BitTorrent
Like many others, I find myself drawn to BitTorrent, but in my case, it's due to the implications of its distribution model on the rise of my video-as-grammar riff. (Quick refresher: I eagerly await the day our culture starts to cite and annotate video the way we do text.) A reader pointed me to his analysis of BitTorrent traffic given the whole SuprNova.com MPAA smackdown. His post is interesting - using data from a BitTorrent search engine (TowerSeek), he analyzed torrent file distribution across the web. The conclusions are not easily summarized, but two things jump out - one, there is a lot of centralization in torrents to date (hence the MPAA going after SuprNova and other large sites), but also, there is an *extremely* long tail - one that I would guess will only grow.




Comments
Don't forget Bittorrant works less well the further down the tail you go. It works best at the top end for the hot-off-the-press type stuff.
The upcoming exeem should solve any centralization issues. In the new model the .torrents are shared among a decentralized netork making searching and finding downloads independent of any central location.
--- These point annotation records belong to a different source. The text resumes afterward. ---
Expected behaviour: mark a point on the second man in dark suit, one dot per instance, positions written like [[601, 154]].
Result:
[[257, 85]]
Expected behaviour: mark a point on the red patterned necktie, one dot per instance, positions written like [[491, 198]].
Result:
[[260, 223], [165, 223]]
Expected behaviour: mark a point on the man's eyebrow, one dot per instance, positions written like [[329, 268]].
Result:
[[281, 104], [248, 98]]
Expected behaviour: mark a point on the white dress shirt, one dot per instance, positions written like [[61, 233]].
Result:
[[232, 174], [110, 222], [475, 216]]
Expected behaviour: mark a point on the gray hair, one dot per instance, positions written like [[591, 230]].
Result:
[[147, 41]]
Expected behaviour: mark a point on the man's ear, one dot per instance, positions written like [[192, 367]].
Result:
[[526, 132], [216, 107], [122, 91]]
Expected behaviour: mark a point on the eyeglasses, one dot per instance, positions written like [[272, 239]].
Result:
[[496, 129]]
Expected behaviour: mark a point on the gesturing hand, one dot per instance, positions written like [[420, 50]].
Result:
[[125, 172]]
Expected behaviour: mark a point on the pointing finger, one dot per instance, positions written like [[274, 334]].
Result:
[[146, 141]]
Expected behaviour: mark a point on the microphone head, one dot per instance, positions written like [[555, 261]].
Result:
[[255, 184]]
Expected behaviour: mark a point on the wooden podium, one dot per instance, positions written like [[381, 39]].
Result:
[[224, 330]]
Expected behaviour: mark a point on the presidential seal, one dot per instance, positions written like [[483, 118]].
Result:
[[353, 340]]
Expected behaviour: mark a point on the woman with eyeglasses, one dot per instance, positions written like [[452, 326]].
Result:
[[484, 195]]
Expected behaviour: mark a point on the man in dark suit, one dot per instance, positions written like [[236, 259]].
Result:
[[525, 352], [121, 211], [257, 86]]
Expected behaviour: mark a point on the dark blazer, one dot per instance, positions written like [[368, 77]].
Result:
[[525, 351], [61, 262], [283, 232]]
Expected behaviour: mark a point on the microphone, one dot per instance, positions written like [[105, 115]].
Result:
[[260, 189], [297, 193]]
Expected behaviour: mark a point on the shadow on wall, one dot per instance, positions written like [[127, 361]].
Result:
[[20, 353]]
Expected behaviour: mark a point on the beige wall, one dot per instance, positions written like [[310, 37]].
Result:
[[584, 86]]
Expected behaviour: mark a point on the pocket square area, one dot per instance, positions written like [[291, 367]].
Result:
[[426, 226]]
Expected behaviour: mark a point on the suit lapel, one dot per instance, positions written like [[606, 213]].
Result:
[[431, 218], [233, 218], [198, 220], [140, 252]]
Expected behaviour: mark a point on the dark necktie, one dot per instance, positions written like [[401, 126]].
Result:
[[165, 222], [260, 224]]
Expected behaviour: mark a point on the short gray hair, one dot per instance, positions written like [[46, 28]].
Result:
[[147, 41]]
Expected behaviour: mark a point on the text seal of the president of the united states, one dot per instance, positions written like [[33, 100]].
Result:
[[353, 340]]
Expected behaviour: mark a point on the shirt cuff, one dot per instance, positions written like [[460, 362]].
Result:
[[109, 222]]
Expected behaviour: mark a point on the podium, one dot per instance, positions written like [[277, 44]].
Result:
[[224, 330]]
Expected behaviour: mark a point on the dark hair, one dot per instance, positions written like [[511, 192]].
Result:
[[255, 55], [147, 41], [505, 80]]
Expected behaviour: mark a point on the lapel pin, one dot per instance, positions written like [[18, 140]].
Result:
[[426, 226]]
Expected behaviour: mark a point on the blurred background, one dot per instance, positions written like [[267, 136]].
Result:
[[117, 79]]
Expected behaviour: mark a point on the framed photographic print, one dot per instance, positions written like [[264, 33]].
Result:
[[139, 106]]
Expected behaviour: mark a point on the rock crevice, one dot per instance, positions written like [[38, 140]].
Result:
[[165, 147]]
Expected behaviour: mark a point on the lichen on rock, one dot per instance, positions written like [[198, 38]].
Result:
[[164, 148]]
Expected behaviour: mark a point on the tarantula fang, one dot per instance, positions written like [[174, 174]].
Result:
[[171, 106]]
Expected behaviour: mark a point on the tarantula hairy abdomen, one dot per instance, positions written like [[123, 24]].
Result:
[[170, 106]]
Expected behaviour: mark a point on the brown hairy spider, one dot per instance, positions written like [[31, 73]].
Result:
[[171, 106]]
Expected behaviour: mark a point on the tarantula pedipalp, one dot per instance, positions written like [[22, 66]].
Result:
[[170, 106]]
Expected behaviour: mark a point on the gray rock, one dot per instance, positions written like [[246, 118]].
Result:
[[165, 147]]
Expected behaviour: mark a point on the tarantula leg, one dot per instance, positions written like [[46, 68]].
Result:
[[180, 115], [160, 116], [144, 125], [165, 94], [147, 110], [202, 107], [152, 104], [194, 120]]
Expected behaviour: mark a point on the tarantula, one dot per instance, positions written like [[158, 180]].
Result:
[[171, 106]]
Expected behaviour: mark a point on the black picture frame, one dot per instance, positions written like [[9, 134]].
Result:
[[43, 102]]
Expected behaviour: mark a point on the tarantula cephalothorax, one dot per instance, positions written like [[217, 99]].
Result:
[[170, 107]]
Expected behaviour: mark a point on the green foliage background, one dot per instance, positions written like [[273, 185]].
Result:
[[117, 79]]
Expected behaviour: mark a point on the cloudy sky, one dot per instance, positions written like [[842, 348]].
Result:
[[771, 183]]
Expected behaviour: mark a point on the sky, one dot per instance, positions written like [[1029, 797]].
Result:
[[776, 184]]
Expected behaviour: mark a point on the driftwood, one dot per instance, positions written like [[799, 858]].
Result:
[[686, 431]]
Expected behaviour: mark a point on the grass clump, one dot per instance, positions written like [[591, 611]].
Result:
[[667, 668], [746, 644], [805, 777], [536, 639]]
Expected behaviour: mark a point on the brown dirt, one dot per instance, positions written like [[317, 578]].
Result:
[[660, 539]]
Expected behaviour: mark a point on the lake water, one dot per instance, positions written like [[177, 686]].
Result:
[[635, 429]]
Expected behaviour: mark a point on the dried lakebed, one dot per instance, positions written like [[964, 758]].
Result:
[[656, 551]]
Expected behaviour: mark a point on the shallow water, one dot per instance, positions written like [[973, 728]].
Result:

You literally publish to the network. Another interesting feature exeem will offer is the possibility to add a comment to a download making a running commentary of quality and such available to downloaders.
a Dutch researcher i know (Johan Pouwelse) did some research on the amount af data transferred using different P2P systems. See http://www.isa.its.tudelft.nl/~pouwelse/Bittorrent_Measurements_6pages.pdf
for a measurement before the shutdown took place. I believe he's working on a new measurement so we can see the impacht of the shutdowns shortly.